To end this section, I’m going to steal a recommendation from the podcast Dear Hank & John, which is to read Sorted by Jackson Bird. (I was going to give a link to a place to buy this book, but I actually want to encourage you to support your local bookstores.) His memoir became one of my favorite books when I read it, and I do plan on re-reading it during this weird time. Jackson Bird is an activist in the HP community and an overall wonderful person, so I hope that his story restores my ability to enjoy HP and be active in the community around it.

Conclusion: Dealing with closed doors

Along with these monumental endings, I have also dealt with: the death of my old laptop, leaving my apartment, the discontinuation of scrapbooking materials I’ve used forever, lack of drive to run or even move, and the Green Day/Fall Out Bot/Weezer concert my dad and I were supposed to go to has been postponed by at least a year.

 When one door closes, another one is supposed to open. But right now, I’m stuck in a room, surrounded by closed and locked doors. I have no keys, and I can’t hope to find a key anytime soon. I might have to learn how to pick locks. Or maybe forge a key of my own. Both tasks that will take a long time to master.

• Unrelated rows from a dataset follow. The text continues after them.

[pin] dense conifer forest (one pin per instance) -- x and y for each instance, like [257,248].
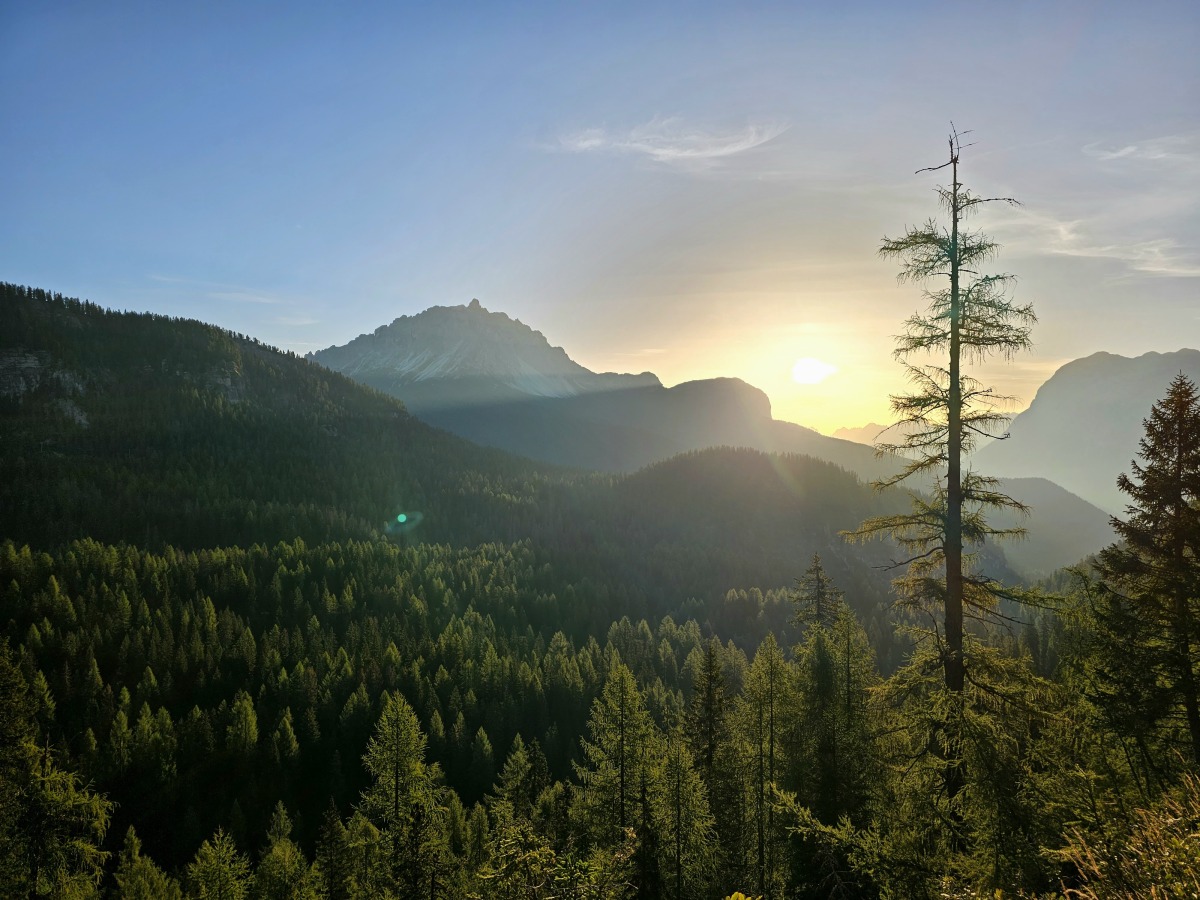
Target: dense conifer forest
[264,635]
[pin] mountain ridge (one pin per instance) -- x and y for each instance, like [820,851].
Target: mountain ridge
[1103,396]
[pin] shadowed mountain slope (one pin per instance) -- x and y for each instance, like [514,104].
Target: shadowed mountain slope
[499,383]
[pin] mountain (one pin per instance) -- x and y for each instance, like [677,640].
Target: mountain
[862,435]
[497,382]
[1062,528]
[151,431]
[1083,427]
[467,357]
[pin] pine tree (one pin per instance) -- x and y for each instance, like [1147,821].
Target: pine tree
[138,877]
[219,871]
[1153,574]
[622,774]
[402,798]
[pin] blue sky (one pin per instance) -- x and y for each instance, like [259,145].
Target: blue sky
[691,190]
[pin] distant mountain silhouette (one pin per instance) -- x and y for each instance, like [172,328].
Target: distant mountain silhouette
[497,382]
[1084,425]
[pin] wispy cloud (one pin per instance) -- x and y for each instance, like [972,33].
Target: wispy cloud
[1147,221]
[295,321]
[1171,148]
[219,291]
[1041,233]
[671,142]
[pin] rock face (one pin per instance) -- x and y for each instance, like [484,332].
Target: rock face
[463,357]
[497,382]
[1084,425]
[21,372]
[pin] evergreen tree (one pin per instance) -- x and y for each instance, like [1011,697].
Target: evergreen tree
[335,858]
[138,877]
[282,873]
[402,799]
[621,775]
[1153,574]
[219,871]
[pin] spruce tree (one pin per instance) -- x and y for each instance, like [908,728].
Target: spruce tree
[1153,574]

For now, I’m stuck, and all I can do is look for a way out while keeping myself busy in this room that feels like a prison. The wounded Hydra monster is locked in here with me; it’s restless and angry, which makes me restless and angry.

But even in the face of all this, I feel resilient. I feel like I can come out victorious because I have hopes and dreams that I still plan on achieving, even if the universe throws me some huge obstacles. Endings are sad, but I still have hope that some beginnings will find me eventually. I’ll get one of these doors open, you’ll see!